Elephant Time: Multi-Temporality as Attunement with More-than-human Others

Kat Rahmat

PhD Candidate, School of Geography and The Environment, University of Oxford

Time is a politically malleable device and multi-temporality can be introduced to uncover new ways of reanimating epistemologically confined subjects. Focusing on Asian elephants, I explore how the concept of a poly-temporal animal temporality can expand understandings of animal agency. Viewing elephants as multi-chronometric beings, performing multi-temporal relationships with other-than-elephants, unveils a greater diversity of agential expression relational to an ‘elephant time’, viewed through three epistemic frames: The elephant’s individual experiences, its participation in trans-species histories and exposure to changing landscapes. 

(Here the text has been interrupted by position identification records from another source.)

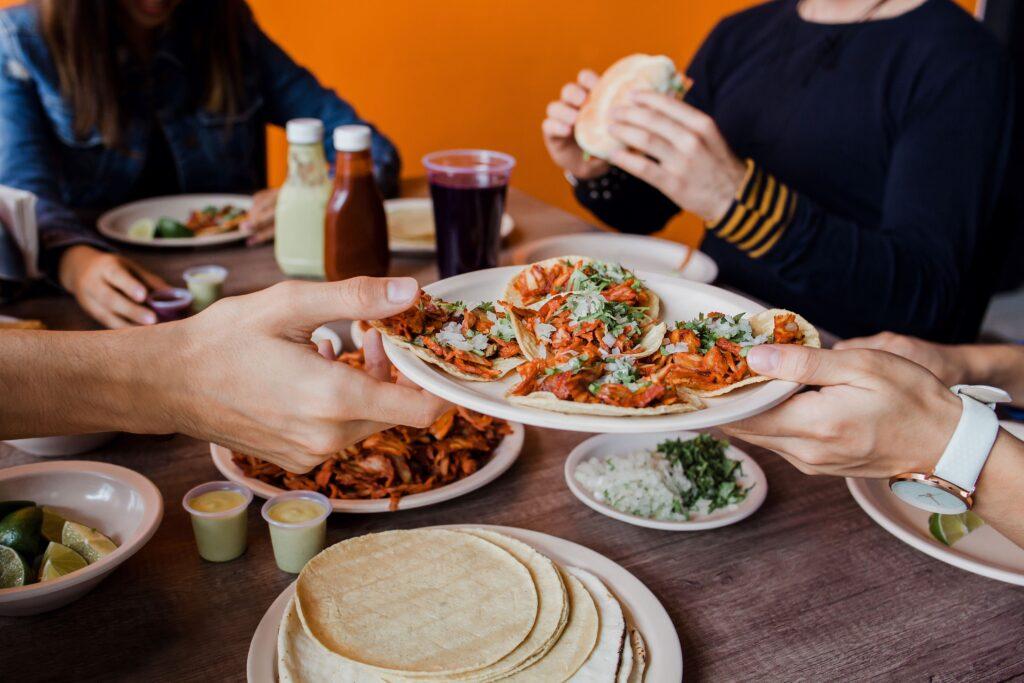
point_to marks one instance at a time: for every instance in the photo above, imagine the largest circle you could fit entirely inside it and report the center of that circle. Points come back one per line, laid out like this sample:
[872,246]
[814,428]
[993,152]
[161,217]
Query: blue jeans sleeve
[28,160]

Drawing from multi-disciplinary literatures across the humanities and elephant-related sciences, I explore ways ‘elephant time’ may serve as a more-than-human analytic that expands interpretations of nonhuman agency beyond the human and factors trans-species ecological knowledges and subjectivities, embedded within landscapes that are equally temporally fluid. Thinking of animal’s temporalities and critically applying ‘elephant time’ thus offers opportunities to understand how trans-species attunements are forged through time and further helps rethink concepts surrounding ‘wildness’, ‘tradition’ and ‘nature’ in human-elephant entanglements.